We speak of misinformation when we propagate incorrect information without intending to harm, of disinformation when false information is doubled by the intention to create harm, and of mal-information, when we propagate real information but used with malicious intent

Misinformation: False information without negative intent

False information without negative intent behind it (misinformation) is easiest to disarm. When the source is not malicious, but only genuinely concerned with a particular topic, an open discussion of clarification can be had, and often the source even comes back on the error in one way or another.

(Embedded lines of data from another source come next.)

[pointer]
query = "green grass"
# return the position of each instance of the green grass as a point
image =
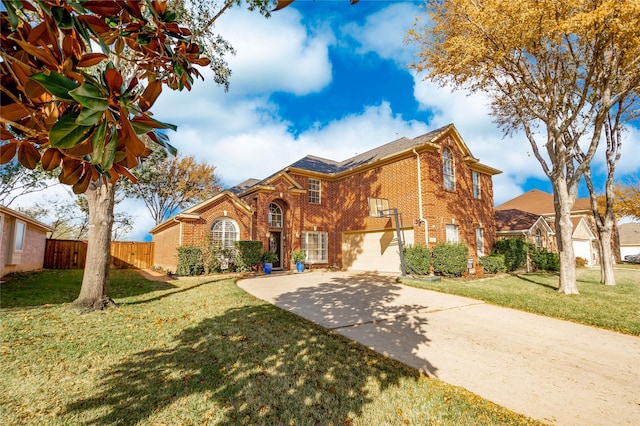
(200, 351)
(615, 308)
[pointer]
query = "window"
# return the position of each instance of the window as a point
(314, 245)
(314, 191)
(275, 216)
(476, 184)
(480, 242)
(18, 241)
(377, 206)
(448, 170)
(225, 232)
(452, 234)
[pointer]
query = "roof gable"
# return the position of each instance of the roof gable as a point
(541, 203)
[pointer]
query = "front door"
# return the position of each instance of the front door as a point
(275, 245)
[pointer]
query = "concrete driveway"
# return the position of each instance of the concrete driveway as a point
(551, 370)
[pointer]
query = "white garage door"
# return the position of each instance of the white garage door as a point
(373, 251)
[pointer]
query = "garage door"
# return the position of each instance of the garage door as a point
(373, 251)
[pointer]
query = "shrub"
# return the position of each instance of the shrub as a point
(450, 260)
(417, 260)
(189, 261)
(493, 264)
(514, 251)
(544, 260)
(249, 254)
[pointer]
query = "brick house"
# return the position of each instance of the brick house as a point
(22, 242)
(338, 212)
(540, 204)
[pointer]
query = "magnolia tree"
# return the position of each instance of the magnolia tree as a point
(557, 71)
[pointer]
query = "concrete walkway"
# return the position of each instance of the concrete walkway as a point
(551, 370)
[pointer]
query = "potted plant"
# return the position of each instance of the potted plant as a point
(268, 257)
(298, 256)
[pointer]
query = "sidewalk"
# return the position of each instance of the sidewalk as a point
(555, 371)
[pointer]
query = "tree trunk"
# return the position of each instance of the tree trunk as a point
(563, 202)
(607, 259)
(94, 293)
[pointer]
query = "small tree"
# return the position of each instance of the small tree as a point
(450, 260)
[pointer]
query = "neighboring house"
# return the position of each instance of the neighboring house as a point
(629, 238)
(339, 212)
(540, 203)
(23, 241)
(532, 227)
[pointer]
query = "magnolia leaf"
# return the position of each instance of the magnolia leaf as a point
(98, 140)
(51, 159)
(66, 133)
(89, 96)
(56, 84)
(7, 152)
(89, 117)
(28, 155)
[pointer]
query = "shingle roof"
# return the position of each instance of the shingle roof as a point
(515, 220)
(540, 203)
(629, 233)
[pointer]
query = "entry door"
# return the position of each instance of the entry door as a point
(275, 245)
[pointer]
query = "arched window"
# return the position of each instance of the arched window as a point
(275, 216)
(224, 232)
(448, 170)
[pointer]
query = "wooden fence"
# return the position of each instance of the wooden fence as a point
(72, 254)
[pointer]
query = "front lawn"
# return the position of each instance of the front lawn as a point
(615, 308)
(200, 351)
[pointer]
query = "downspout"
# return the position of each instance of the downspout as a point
(422, 218)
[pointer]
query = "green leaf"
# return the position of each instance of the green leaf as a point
(62, 17)
(66, 133)
(89, 117)
(56, 84)
(89, 96)
(98, 140)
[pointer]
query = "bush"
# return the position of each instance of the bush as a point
(514, 251)
(544, 260)
(450, 260)
(417, 260)
(493, 264)
(189, 261)
(249, 254)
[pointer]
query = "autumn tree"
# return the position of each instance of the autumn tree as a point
(553, 70)
(169, 183)
(627, 198)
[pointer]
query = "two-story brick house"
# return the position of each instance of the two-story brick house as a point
(338, 212)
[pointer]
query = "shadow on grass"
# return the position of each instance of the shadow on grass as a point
(365, 308)
(52, 287)
(530, 278)
(249, 365)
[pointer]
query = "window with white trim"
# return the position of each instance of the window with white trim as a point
(452, 234)
(378, 206)
(225, 232)
(480, 242)
(315, 246)
(476, 184)
(275, 216)
(315, 188)
(18, 236)
(448, 170)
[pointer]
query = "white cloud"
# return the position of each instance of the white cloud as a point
(384, 32)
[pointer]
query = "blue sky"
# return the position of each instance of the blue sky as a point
(329, 79)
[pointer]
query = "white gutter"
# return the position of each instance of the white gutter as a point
(422, 218)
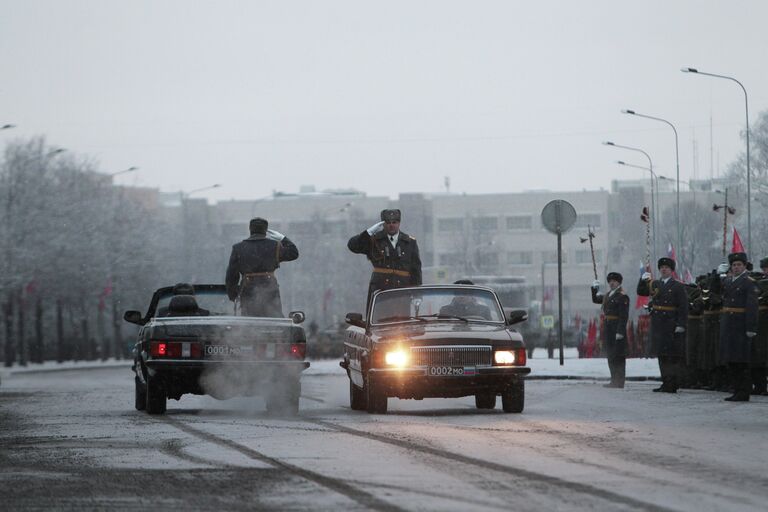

We see this phenomenon very often, for example, in groups about vaccination, when, once clarified, parents who started a misinformation then themselves become communication vectors for the right information.

Disinformation: False information with intent to harm

False information with intent to damage the image (disinformation) comes with the added challenge of not being able to build a dialogue with its source.

In this scenario, we can only develop a parallel narrative that is sufficiently coherent and easily accessible to the target audience. Through this parative we can try to correct the error and restore trust, and that often requires sustained effort in the long term.

Mal-information: real information used maliciously

Most of the challenges are dealing with a situation of template information, a misinformation in which the source information is not always wrong or false and cannot be countered factually. The subtleties left to interpretation can be as toxic as classic misinformation, and the terrain on which we are forced to act is a much more volatile one.

We are talking here of many conspiracy theories, which start from real and concrete examples, planted in an environment suffocated by fear, anxiety, rebellion, until they grow so much that they swallow any form of reason. No educational speech will ever be able to compete with a surge of excitement, and approaches here must take this into account.

Conclusion: how we manage misinformation

Misinformation can take many forms and is not always easy to detect by simply comparing sources. Sometimes it starts from the very truths, but it is the intention behind it that sets the game.

This does not mean that we have to become paranoid, but we can constantly exercise this muscle, of the critical spirit, getting used to questioning whatever information arouses in us very strong emotions.